ORF523: Mirror Descent, part II/II

We start with some of the standard setups for the Mirror Descent algorithm we described in the previous post.

Standard setups for Mirror Descent

‘Ball’ setup. The simplest version of Mirror Descent is obtained by taking $\Phi(x) = \frac{1}{2} \|x\|^2_2$ on $\mathcal{D} = \mathbb{R}^n.$ The function $\Phi$ is a mirror map strongly convex w.r.t. $\|\cdot\|_2$ , and furthermore the associated Bregman Divergence is given by $D_{\Phi}(x,y) = \|x - y\|^2$ . Thus in that case Mirror Descent is exactly equivalent to Projected Subgradient Descent, and the rate of convergence obtained in the previous post recovers our earlier result on Projected Subgradient Descent.

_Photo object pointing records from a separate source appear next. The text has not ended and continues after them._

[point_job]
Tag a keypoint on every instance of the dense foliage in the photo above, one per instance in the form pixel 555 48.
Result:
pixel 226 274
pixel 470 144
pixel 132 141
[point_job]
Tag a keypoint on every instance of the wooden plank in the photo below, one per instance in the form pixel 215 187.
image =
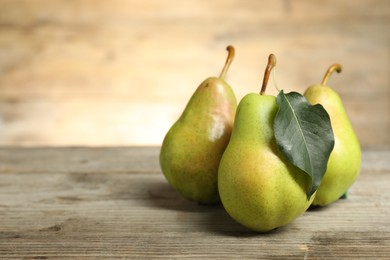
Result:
pixel 115 203
pixel 95 72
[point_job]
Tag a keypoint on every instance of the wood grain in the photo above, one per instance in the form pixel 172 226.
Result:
pixel 111 72
pixel 115 203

‘Simplex’ setup. A more interesting choice of a mirror map is given by the negative entropy

$\Phi(x) = \sum_{i=1}^n x_i \log x_i,$

on $\mathcal{D} = \mathbb{R}_{++}^n$ . In that case the gradient update $\nabla \Phi(y_{t+1}) = \nabla \Phi(x_t) - \eta \nabla f(x_t)$ can be written equivalently as

$y_{t+1}(i) = x_{t}(i) \exp\big(- \eta [\nabla f(x_t) ]_i \big) , \ i=1, \hdots, n.$

The Bregman divergence of this mirror map is given by $D_{\Phi}(x,y) = \sum_{i=1}^n x_i \log \frac{x_i}{y_i} - \sum_{i=1}^n (x_i - y_i)$ (also known as the generalized Kullback-Leibler divergence). It is easy to verify that the projection with respect to this Bregman divergence on the simplex $\Delta_n = \{x \in \mathbb{R}_+^n : \sum_{i=1}^n x_i = 1\}$ amounts to a simple renormalization $y \mapsto y / \|y\|_1$ . Furthermore it is also easy to verify that $\Phi$ is $1$ -strongly convex w.r.t. $\|\cdot\|_1$ on $\Delta_n$ (this result is known as Pinsker’s inequality). Note also that one has $x_1 = (1/n, \hdots, 1/n)$ and $R^2 = \log n$ when $\mathcal{X} = \Delta_n.$

The above observations imply that when minimizing on the simplex $\Delta_n$ a function $f$ with subgradients bounded in $\ell_{\infty}$ -norm, Mirror Descent with the negative entropy achieves a rate of convergence of order $\sqrt{\frac{\log n}{t}}$ . On the other the regular Subgradient Descent achieves only a rate of order $\sqrt{\frac{n}{t}}$ in this case!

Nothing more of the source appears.